In 2001, the year-long, three phase Uliʻeo Koa program incorporated both THD and exercise aspects and surveyed “moderately active, non-obese Native Hawaiian adults” to evaluate the wellness and physical health effects of the THD component. In Phase I of Uliʻeo Koa, the dietary component consisted of three provided meals and snacks for three weeks; in Phase II, meals were provided two or three times a week for a span of eight weeks to see how participants could manage on their own; and finally, participants were solely responsible for their dietary practices in Phase III. The Uliʻeo Koa Program offered similar information as the MDS and WDP on what a THD consists of: the THD is composed of 78% carbohydrates, 12% protein, and 10% fat. Pre-contact Hawaiians had a predominately plant-based diet, consisting of “starchy and leafy green vegetables, a few fruits, moderate amounts of protein, and minimal fat.” Examples of carbohydrate sources consumed by Ancient Hawaiians are taro and breadfruit; examples of leafy greens sources are taro leaves and seaweed; examples of fruit sources are bananas and mountain apples; examples of protein sources are fish and shellfish; and examples of fat sources are coconut and chicken.
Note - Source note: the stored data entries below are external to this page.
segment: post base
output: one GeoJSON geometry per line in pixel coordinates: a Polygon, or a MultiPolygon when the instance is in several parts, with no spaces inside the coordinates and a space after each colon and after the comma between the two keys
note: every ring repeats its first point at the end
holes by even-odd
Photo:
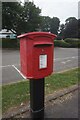
{"type": "Polygon", "coordinates": [[[31,110],[31,118],[32,118],[32,120],[35,120],[35,119],[43,120],[44,119],[44,109],[39,110],[39,111],[31,110]]]}

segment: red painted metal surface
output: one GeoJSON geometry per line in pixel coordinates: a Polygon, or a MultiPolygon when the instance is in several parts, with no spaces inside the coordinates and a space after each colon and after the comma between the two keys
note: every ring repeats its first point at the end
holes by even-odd
{"type": "Polygon", "coordinates": [[[48,32],[31,32],[18,36],[23,75],[29,79],[39,79],[53,72],[55,37],[48,32]]]}

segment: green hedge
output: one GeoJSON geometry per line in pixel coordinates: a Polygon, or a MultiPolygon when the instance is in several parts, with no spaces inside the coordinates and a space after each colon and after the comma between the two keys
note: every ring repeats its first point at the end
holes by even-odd
{"type": "Polygon", "coordinates": [[[54,40],[55,47],[70,47],[69,43],[65,42],[64,40],[54,40]]]}
{"type": "MultiPolygon", "coordinates": [[[[77,38],[66,38],[64,40],[54,40],[55,47],[66,47],[66,48],[80,48],[80,39],[77,38]]],[[[0,47],[2,48],[19,48],[18,39],[0,39],[0,47]]]]}
{"type": "Polygon", "coordinates": [[[80,48],[80,39],[66,38],[64,40],[54,40],[55,47],[80,48]]]}
{"type": "Polygon", "coordinates": [[[0,45],[2,48],[17,48],[17,39],[4,38],[0,39],[0,45]]]}
{"type": "Polygon", "coordinates": [[[70,44],[70,47],[80,47],[80,39],[78,38],[66,38],[65,42],[70,44]]]}

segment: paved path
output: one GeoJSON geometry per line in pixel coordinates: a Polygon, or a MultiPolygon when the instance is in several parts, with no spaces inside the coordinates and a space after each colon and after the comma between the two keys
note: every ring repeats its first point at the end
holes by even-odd
{"type": "MultiPolygon", "coordinates": [[[[78,67],[78,62],[78,49],[54,49],[54,72],[78,67]]],[[[0,69],[2,69],[2,81],[0,82],[3,84],[25,80],[24,76],[20,73],[19,50],[3,50],[0,69]]]]}
{"type": "MultiPolygon", "coordinates": [[[[75,92],[71,92],[61,98],[58,98],[57,100],[52,100],[46,103],[44,118],[74,118],[74,120],[79,118],[80,108],[78,102],[78,93],[79,91],[76,90],[75,92]]],[[[15,118],[31,118],[30,111],[16,115],[15,118]]]]}
{"type": "Polygon", "coordinates": [[[45,110],[46,118],[78,118],[78,91],[69,94],[54,105],[50,102],[45,110]]]}

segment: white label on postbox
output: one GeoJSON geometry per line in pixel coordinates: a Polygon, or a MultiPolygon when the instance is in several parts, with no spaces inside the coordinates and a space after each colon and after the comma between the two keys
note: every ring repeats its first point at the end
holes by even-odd
{"type": "Polygon", "coordinates": [[[39,68],[47,68],[47,55],[39,56],[39,68]]]}

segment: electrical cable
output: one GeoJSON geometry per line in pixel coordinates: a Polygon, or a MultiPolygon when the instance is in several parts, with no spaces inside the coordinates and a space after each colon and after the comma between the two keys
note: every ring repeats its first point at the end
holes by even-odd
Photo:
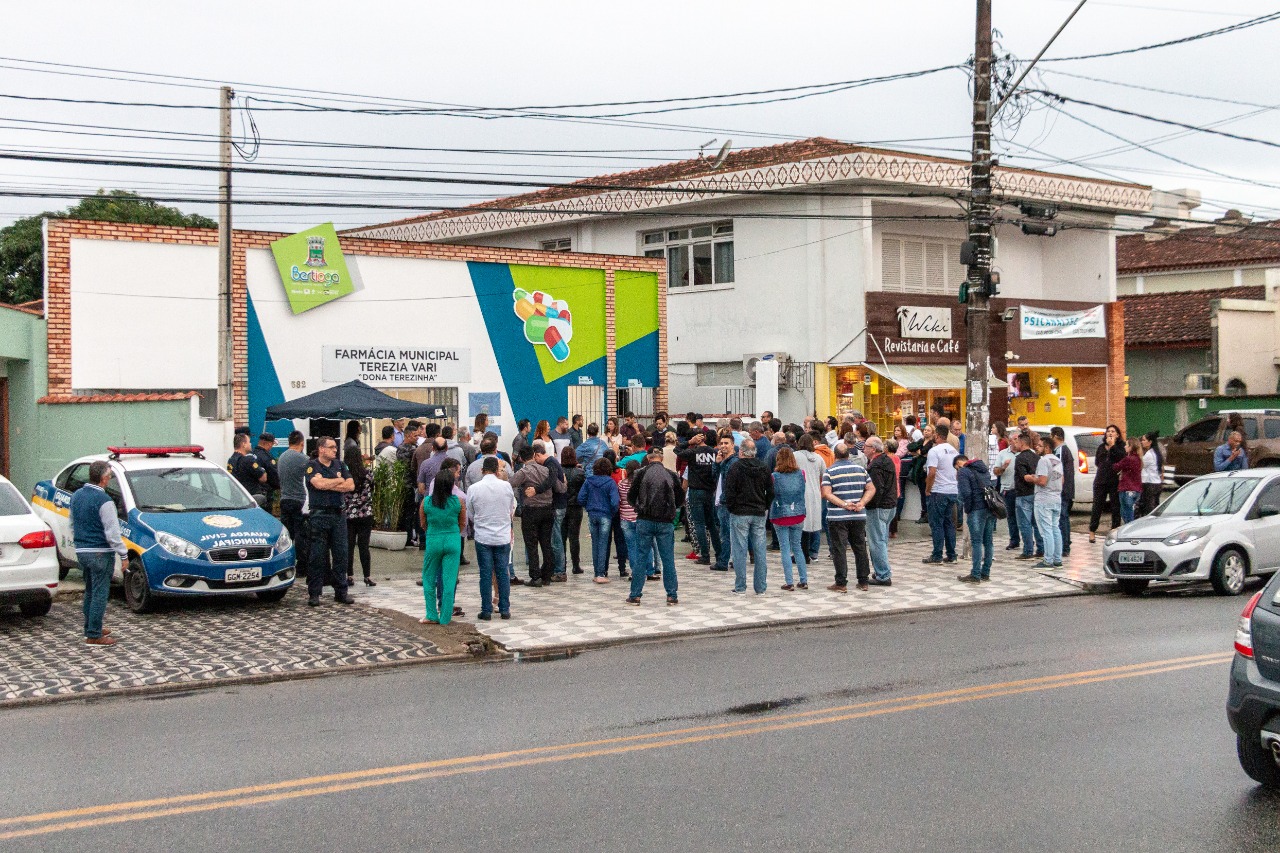
{"type": "Polygon", "coordinates": [[[1162,41],[1157,44],[1147,44],[1141,47],[1130,47],[1130,48],[1125,48],[1124,50],[1109,50],[1103,53],[1086,53],[1086,54],[1081,54],[1080,56],[1045,57],[1040,61],[1041,62],[1078,62],[1082,59],[1103,59],[1111,56],[1127,56],[1131,53],[1142,53],[1143,51],[1157,50],[1162,47],[1173,47],[1174,45],[1188,44],[1193,41],[1200,41],[1201,39],[1212,38],[1213,36],[1225,35],[1226,33],[1234,33],[1234,32],[1237,32],[1238,30],[1247,30],[1250,27],[1256,27],[1256,26],[1259,26],[1260,24],[1269,24],[1272,21],[1277,21],[1277,20],[1280,20],[1280,12],[1270,12],[1266,15],[1259,15],[1256,18],[1250,18],[1247,21],[1241,21],[1238,24],[1231,24],[1229,26],[1219,27],[1216,30],[1209,30],[1208,32],[1197,33],[1191,36],[1184,36],[1183,38],[1172,39],[1170,41],[1162,41]]]}
{"type": "MultiPolygon", "coordinates": [[[[1277,13],[1277,14],[1280,14],[1280,13],[1277,13]]],[[[1104,110],[1109,113],[1116,113],[1117,115],[1130,116],[1132,118],[1140,118],[1140,119],[1143,119],[1144,121],[1156,122],[1157,124],[1167,124],[1171,127],[1181,127],[1181,128],[1185,128],[1186,130],[1195,131],[1197,133],[1209,133],[1214,136],[1224,137],[1226,139],[1234,139],[1238,142],[1253,142],[1257,145],[1266,145],[1269,148],[1280,148],[1280,142],[1275,142],[1270,139],[1259,139],[1256,136],[1243,136],[1238,133],[1228,133],[1224,130],[1213,130],[1212,128],[1209,128],[1209,127],[1202,127],[1200,125],[1187,124],[1186,122],[1174,121],[1173,119],[1158,118],[1156,116],[1147,115],[1145,113],[1134,112],[1133,110],[1121,109],[1120,107],[1109,107],[1106,104],[1099,104],[1095,101],[1086,101],[1081,98],[1072,98],[1066,95],[1059,95],[1057,92],[1050,92],[1047,89],[1030,89],[1028,91],[1031,94],[1043,95],[1044,97],[1049,98],[1050,100],[1058,101],[1059,103],[1063,103],[1063,104],[1080,104],[1081,106],[1084,106],[1084,107],[1093,107],[1094,109],[1104,110]]],[[[1280,109],[1280,104],[1268,106],[1266,109],[1268,110],[1280,109]]]]}

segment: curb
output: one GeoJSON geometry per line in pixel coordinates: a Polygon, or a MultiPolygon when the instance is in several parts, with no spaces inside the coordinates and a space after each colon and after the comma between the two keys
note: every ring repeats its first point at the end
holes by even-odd
{"type": "Polygon", "coordinates": [[[143,684],[138,687],[112,687],[103,690],[91,690],[84,693],[59,693],[53,696],[27,696],[17,699],[0,700],[0,713],[11,708],[30,708],[41,705],[54,705],[64,702],[95,702],[100,699],[121,699],[134,696],[155,696],[163,693],[185,693],[192,690],[208,690],[217,687],[231,687],[244,684],[272,684],[280,681],[299,681],[311,678],[327,678],[334,675],[352,675],[374,672],[383,669],[398,669],[409,666],[422,666],[435,663],[462,663],[465,661],[481,662],[488,658],[501,659],[502,653],[490,655],[472,655],[455,653],[436,655],[434,657],[413,658],[411,660],[390,660],[377,663],[358,663],[337,666],[330,669],[304,670],[300,672],[273,672],[262,675],[232,675],[226,678],[213,678],[205,681],[175,681],[164,684],[143,684]]]}
{"type": "Polygon", "coordinates": [[[810,616],[803,619],[790,619],[786,622],[767,622],[758,625],[728,625],[721,628],[699,628],[693,631],[679,631],[657,637],[618,637],[612,640],[599,640],[597,642],[580,643],[576,645],[538,646],[533,649],[508,649],[506,646],[503,646],[496,641],[494,641],[494,645],[502,649],[503,652],[516,663],[543,663],[555,660],[565,660],[567,658],[576,657],[583,652],[609,649],[616,646],[639,645],[642,643],[670,643],[687,638],[722,637],[729,634],[740,634],[748,631],[778,631],[790,628],[828,628],[867,619],[881,619],[916,613],[932,613],[940,610],[961,610],[968,607],[987,607],[1000,604],[1025,604],[1030,601],[1040,601],[1046,598],[1071,598],[1077,595],[1089,594],[1089,591],[1077,587],[1071,590],[1049,592],[1029,598],[1010,598],[1003,601],[970,601],[962,604],[932,604],[922,607],[912,607],[908,610],[893,610],[887,613],[854,613],[847,616],[810,616]]]}

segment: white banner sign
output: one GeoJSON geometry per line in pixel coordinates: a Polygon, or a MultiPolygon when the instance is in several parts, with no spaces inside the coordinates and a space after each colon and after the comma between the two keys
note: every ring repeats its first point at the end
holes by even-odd
{"type": "Polygon", "coordinates": [[[1020,306],[1022,340],[1037,338],[1105,338],[1107,316],[1099,305],[1085,311],[1050,311],[1020,306]]]}
{"type": "Polygon", "coordinates": [[[903,305],[898,308],[898,337],[934,338],[951,337],[951,309],[903,305]]]}
{"type": "Polygon", "coordinates": [[[465,385],[471,381],[471,350],[429,347],[321,347],[325,382],[359,379],[370,385],[465,385]]]}

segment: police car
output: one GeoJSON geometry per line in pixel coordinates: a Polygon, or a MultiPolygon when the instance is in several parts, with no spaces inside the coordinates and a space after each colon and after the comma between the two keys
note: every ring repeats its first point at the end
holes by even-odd
{"type": "Polygon", "coordinates": [[[129,551],[129,572],[122,576],[117,560],[115,580],[124,583],[130,609],[150,610],[158,596],[284,598],[295,575],[288,531],[203,449],[108,447],[37,483],[31,504],[53,528],[60,576],[76,561],[71,496],[88,482],[90,463],[106,460],[113,474],[107,493],[129,551]]]}

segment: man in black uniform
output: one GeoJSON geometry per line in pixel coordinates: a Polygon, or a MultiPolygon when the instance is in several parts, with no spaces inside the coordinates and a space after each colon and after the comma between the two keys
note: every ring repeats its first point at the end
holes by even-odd
{"type": "Polygon", "coordinates": [[[311,509],[311,552],[307,565],[307,604],[320,603],[329,580],[333,600],[355,604],[347,593],[347,519],[342,496],[355,491],[351,472],[338,458],[338,442],[328,436],[316,445],[316,460],[307,465],[307,503],[311,509]]]}
{"type": "Polygon", "coordinates": [[[258,446],[253,449],[258,464],[267,472],[267,502],[263,506],[267,512],[275,508],[276,492],[280,489],[280,472],[276,470],[276,458],[271,454],[271,448],[275,446],[276,437],[264,432],[258,436],[258,446]]]}
{"type": "Polygon", "coordinates": [[[232,448],[235,452],[227,460],[227,471],[253,495],[259,506],[265,505],[267,472],[258,464],[258,457],[249,452],[249,436],[237,433],[232,448]]]}

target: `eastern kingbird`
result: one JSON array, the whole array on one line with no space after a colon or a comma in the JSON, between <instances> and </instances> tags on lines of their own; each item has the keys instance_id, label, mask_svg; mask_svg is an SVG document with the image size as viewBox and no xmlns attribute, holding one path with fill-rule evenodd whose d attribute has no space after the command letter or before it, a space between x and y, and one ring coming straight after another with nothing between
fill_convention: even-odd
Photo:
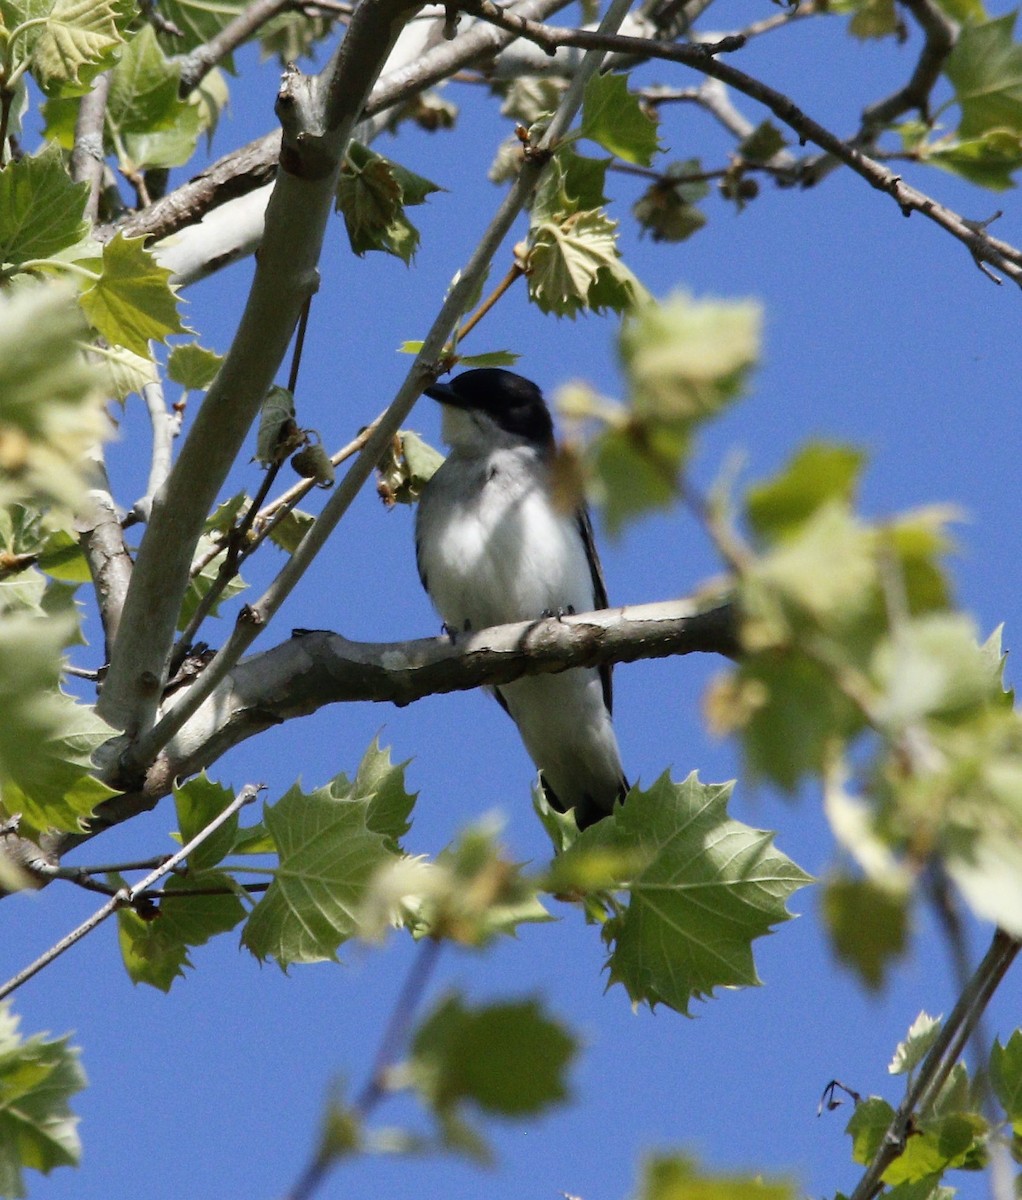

The results of the Uliʻeo Koa Program measured kilocalories, protein, carbohydrate, fat, saturated fat, monosaturated fat, fiber, cholesterol, Vitamin A, Vitamin C, Vitamin E, calcium, iron, and sodium. Kilocalories, protein, carbohydrate, monosaturated fat (the “good” fat), fiber, Vitamins A, C, and E, calcium, iron, and sodium intake had at least a slight increase at the end of Phase II. Sodium intake levels increased due to sodium-based preservatives found in milk, cereal, and bread, which were all foods used in the study. Conversely, saturated fat consumption decreased while cholesterol levels stayed about the same. The Uliʻeo Koa Program report emphasized the fact that taking preventative measures to preserve and benefit Native Hawaiian health is just as important as mediating the effects of illnesses such as obesity and diabetes. The report also concluded that the nutrients provided within this modified THD exceeded the National Resource Council dietary standards. The diets of koa (warriors) were that of the plant-based THD, and these warriors had both strength and stamina. So, there is little reason to believe that the THD would not provide the same benefits for the athletes, laborers, adults, and children of today.

An interesting note made in the Uliʻeo Koa Program report is that, various traditionally Hawaiian foods could not be served at every meal due to their “high cost and limited availability” [emphasis added]. Because of this, food substitutes had to be used; for example, instead of poi (pounded taro mixed with water) and fish, brown rice and lean chicken were served in daily meals. This seems to suggest that the amount of THD foods available, at the time, were not enough for even a study of 12 people over the course of a year. It is odd that foods with demonstrated health benefits over the course of at least 200 years are of “high cost and limited availability.” The answer would appear to be that, as mentioned previously, Westernization did not only result in a loss of land, culture, and identity, it resulted in a loss of good health. Thankfully, there are now a number of Hawaiian organizations try to either incorporate THD programs or mimic them in some way.

The Hui No Ke Ola Pono, located on Maui, is “one of five Native Hawaiian Health Care Systems created under the Native Hawaiian Health Care Act of 1988 and reauthorized under the Native Hawaiian Health Care Improvement Act of 1992.” Joseph Gonsalves, the executive director of the Hui No Ke Ola Pono, reserves concerns about the health of the indigenous people of Hawaii.